The memo argued Crabtree’s order makes it “impossible” to follow the new state law and that since the Legislature “has spoken,” the state health department, which handles birth certificates, is now “bound to execute the law as written.”
Kobach already had scheduled a Monday afternoon news conference at the Statehouse to discuss enforcement of the new law.
Crabtree’s 2019 order blocked a policy imposed by former Republican Gov. Sam Brownback’s administration that was among the toughest against birth certificate changes in the U.S. Kelly is a strong supporter of LGBTQ+ rights and her administration agreed to settle the lawsuit less than six months after she took office.

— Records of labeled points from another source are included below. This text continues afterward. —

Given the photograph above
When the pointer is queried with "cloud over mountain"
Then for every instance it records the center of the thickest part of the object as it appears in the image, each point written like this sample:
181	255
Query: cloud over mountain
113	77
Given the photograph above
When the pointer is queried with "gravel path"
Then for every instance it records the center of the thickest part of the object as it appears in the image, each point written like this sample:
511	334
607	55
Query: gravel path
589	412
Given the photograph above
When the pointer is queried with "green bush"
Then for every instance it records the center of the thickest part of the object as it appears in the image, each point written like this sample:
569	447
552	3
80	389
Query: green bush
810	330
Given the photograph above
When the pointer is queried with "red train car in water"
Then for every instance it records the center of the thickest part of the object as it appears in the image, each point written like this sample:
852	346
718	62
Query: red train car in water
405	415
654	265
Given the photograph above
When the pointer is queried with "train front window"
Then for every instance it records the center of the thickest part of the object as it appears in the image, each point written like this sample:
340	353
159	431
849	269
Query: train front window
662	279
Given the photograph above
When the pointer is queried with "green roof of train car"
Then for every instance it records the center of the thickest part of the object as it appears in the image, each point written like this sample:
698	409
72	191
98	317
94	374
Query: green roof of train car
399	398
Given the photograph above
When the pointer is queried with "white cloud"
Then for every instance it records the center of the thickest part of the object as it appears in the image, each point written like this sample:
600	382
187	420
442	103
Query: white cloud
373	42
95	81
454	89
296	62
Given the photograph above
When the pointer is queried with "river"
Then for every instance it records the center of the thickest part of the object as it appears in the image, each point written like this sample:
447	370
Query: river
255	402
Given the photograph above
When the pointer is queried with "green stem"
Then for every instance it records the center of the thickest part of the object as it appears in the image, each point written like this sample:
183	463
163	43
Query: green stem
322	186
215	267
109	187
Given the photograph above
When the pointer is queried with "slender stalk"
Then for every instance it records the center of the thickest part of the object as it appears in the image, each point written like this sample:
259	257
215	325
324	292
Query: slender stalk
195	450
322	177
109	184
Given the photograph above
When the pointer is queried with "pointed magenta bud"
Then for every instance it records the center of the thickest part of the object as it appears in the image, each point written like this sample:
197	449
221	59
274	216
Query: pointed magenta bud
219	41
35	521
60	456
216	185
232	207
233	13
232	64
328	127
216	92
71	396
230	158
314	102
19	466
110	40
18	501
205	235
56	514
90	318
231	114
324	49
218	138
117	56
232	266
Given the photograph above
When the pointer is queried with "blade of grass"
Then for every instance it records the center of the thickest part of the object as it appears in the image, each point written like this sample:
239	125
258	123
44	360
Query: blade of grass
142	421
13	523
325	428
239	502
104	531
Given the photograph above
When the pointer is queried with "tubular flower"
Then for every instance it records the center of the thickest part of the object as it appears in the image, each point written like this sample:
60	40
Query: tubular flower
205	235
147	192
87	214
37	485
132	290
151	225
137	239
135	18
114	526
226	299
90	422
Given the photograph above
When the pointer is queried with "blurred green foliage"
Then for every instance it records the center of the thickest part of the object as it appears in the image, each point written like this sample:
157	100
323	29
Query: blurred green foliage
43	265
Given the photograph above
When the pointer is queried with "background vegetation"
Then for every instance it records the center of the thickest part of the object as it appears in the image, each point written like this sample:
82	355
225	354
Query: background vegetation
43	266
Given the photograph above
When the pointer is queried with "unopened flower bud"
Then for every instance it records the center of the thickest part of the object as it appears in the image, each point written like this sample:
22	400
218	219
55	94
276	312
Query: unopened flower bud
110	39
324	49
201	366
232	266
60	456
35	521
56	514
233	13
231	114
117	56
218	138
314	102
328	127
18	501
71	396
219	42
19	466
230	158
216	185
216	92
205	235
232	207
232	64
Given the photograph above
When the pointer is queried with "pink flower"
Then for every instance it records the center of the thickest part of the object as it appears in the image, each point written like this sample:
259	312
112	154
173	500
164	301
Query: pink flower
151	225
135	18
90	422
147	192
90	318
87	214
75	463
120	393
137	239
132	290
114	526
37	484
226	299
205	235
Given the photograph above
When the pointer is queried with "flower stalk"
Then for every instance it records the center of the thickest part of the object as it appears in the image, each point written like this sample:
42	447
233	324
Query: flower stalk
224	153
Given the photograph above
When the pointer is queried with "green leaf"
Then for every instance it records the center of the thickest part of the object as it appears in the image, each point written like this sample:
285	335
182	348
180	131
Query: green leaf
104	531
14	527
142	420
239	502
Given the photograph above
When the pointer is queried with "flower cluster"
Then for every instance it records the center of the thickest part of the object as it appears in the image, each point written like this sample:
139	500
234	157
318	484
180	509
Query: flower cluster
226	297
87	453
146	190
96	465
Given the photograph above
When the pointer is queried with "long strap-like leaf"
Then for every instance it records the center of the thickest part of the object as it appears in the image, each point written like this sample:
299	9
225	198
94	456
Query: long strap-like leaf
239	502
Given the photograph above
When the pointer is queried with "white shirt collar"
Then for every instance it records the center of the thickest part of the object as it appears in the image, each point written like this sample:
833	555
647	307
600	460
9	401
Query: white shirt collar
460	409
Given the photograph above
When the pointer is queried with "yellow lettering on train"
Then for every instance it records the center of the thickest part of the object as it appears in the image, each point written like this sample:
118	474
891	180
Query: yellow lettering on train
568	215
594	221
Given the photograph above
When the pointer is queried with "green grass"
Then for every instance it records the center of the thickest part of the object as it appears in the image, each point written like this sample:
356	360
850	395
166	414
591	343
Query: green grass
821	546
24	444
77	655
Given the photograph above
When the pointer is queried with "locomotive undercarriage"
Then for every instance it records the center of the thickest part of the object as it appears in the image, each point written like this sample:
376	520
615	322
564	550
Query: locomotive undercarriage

That decision came almost a year after Crabtree declared the Kansas policy violated transgender people’s constitutional rights to due legal process and equal treatment under the law. His order notes that federal courts in Idaho and Puerto Rico had struck down no-change policies. Kobach’s memo called those rulings outdated.
The American Civil Liberties Union of Kansas and the LGBTQ+-rights legal group Lambda Legal, representing the four Kansas residents, condemned Kobach’s move. Lamda Legal’s Omar Gonzalez-Pagan called it “unnecessary and cruel.”
Kansas ACLU Executive Director Micah Kubic added in a statement: “Mr. Kobach should rethink the wisdom — and the sheer indecency — of this attempt to weaponize his office’s authority to attack transgender Kansans just trying to live their lives.”
The new Kansas law is designed to prevent transgender people from using restrooms, locker rooms and other single-gender facilities associated with their identities. At least nine other states have such laws, mostly focused on public schools.
Kobach has said he believes the new Kansas law also prevents transgender people from changing their driver’s licenses, though the law contains no specific enforcement mechanisms. Lawmakers wrote the bill so it could prevent transgender people from changing their birth certificates, except for the 2019 federal court order, without specifically mentioning either birth certificates or driver’s licenses.
For weeks, a project of Kansas Legal Services, a nonprofit law firm, encouraged transgender Kansans to change their driver’s licenses before the new law took effect. Kelly’s administration, which oversees the licensing of drivers, hasn’t said whether it believes such changes would still be allowed under the new law.
Ellen Bertels, the attorney spearheading the effort, said that while a transgender person could sue after the law takes effect to protect people’s right to change their driver’s licenses, a lawsuit from a state official against Kelly’s administration could seek to prevent such changes.
As for birth certificates, the small number of states not allowing transgender people to change them shrunk through previous federal court challenges like the one in Kansas.
The ACLU of Montana says it plans to challenge a rule imposed there last year barring people from changing the sex listed on their birth certificates.
LGBTQ+ rights advocates say changing birth certificates, driver’s licenses and other records to reflect a transgender person’s gender identity is key to affirming their identities and often greatly improves their mental health.
Policies against changing birth certificates and other documents have practical implications for transgender residents, too. For example, Kansas requires voters to show a photo ID at the polls or when obtaining an absentee ballot.
Critics of the new Kansas law contend it is designed to legally erase transgender people.
It declares that state law recognizes only two genders, male and female, and defines them based on a person’s “biological reproductive system” at birth. A woman is someone whose system “is designed to produce ova,” while a male only is someone with a system “designed to fertilize the ova of a female.”
The law then declares “important governmental objectives” of protecting people’s health safety and privacy justify having sex-segregated spaces in line with those definitions.